The third wave of COVID-19 has hit India, with daily cases in the country back in the range of 1-1.5 lakh. Metro cities like Delhi and Mumbai are seeing a surge in infections, with cases doubling in 2-3 days time. The big question now is when will India and the metro cities reach the peak of this third wave.
According to M Vidyasagar, head of the National Covid-19 Supermodel Committee, cities like Delhi and Mumbai will peak in the next 7-10 days, while India may reach the bottom of the curve by the end of February.
In an exclusive interview with BusinessToday.In, Vidyasagar also said that case count is a wrong parameter to measure the severity of the third wave.
"Since this virus is just a week old in India, the consequence of this is that we can predict the timing of the peak with reasonable certainty but not the height of the peak. I expect cities like Mumbai and Delhi, where the cases are rising, to peak in next 7-10 days time and then cases will start coming down very sharply. But the number of cases, we can't predict now," he said.
According to Vidyasagar, a professor at the Indian Institute of Technology (IIT) in Hyderabad, policy making on the basis of number of cases is wrong.
"Let's not panic even if cases go to 2 lakh, 6 lakh or even 8 lakh, that does not make any difference. Hypothetically, suppose if we have 8 lakh cases in a day but the hospitalisation rate is still 3-3.5 per cent, so the number of hopitalisations will be around 28,000, and as we know the average stay in the hospital has come down from 10 days to 5 days, so multiplying 28,000 into 5 days, we will have around 1.4 lakh people hospitalised at any given time. So that means total burden on the hospitals would be around 1.4 lakh, this is far less than what we had during second wave," he said.

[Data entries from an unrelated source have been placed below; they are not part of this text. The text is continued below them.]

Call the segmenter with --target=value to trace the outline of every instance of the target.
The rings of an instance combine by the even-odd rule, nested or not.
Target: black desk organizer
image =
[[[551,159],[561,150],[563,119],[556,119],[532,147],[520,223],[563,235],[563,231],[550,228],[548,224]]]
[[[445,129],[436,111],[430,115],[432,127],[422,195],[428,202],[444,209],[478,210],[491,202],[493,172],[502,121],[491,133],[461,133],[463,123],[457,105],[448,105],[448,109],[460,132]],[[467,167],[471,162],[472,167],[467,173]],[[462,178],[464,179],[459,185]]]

He went on to add that hospitalisation rate, along with oxygen requirement, should drive policy making in the country. "So ideally it should be like when 25 per cent hospital beds are occupied, we should do something and when 50 per cent hospital beds are occupied we should take some more measures. These are the kind of modifications we need to make to decide when to take various steps," Vidyasagar added.
Vidyasagar had co-authored the government-backed SUTRA (Susceptible, Undetected, Tested (positive), and Removed Approach) Model, a mathematical model for pandemics, along with Manindra Agrawal of IIT Kanpur and Lt Gen Madhuri Kanitkar of Integrated Defense Staff.

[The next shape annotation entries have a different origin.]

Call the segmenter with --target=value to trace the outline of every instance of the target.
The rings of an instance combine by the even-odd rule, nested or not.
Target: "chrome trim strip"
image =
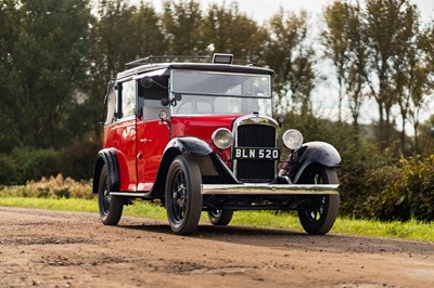
[[[146,193],[135,193],[135,192],[110,192],[110,195],[125,196],[125,197],[145,197]]]
[[[323,195],[339,194],[339,184],[202,184],[203,195]]]

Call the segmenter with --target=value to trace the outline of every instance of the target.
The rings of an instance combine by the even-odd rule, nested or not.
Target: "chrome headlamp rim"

Explaining the methodology of the model, Vidyasagar said that it estimates three quantities -- how fast the virus spreads, the extent to which a variant bypasses vaccine protection, and the extent to which it bypasses natural immunity.
"So, estimating the extent to which the virus bypasses the natural immunity is full of uncertainty, so here the number could be 30 per cent, 50 per cent, etc., we don't have enough data to estimate this number because this variant in India is a week old," he said.
However, he opined that each city will have a very sharp curve, though the timing would differ. When all these are added up together, the overall India curve will look more flat.
"As we know, the first wave took 20 weeks to peak, started around March, peaked in mid September and then started coming down, the second wave took around 8-10 weeks to peak, this time nationwide it might take 5-6 weeks to peak," he said.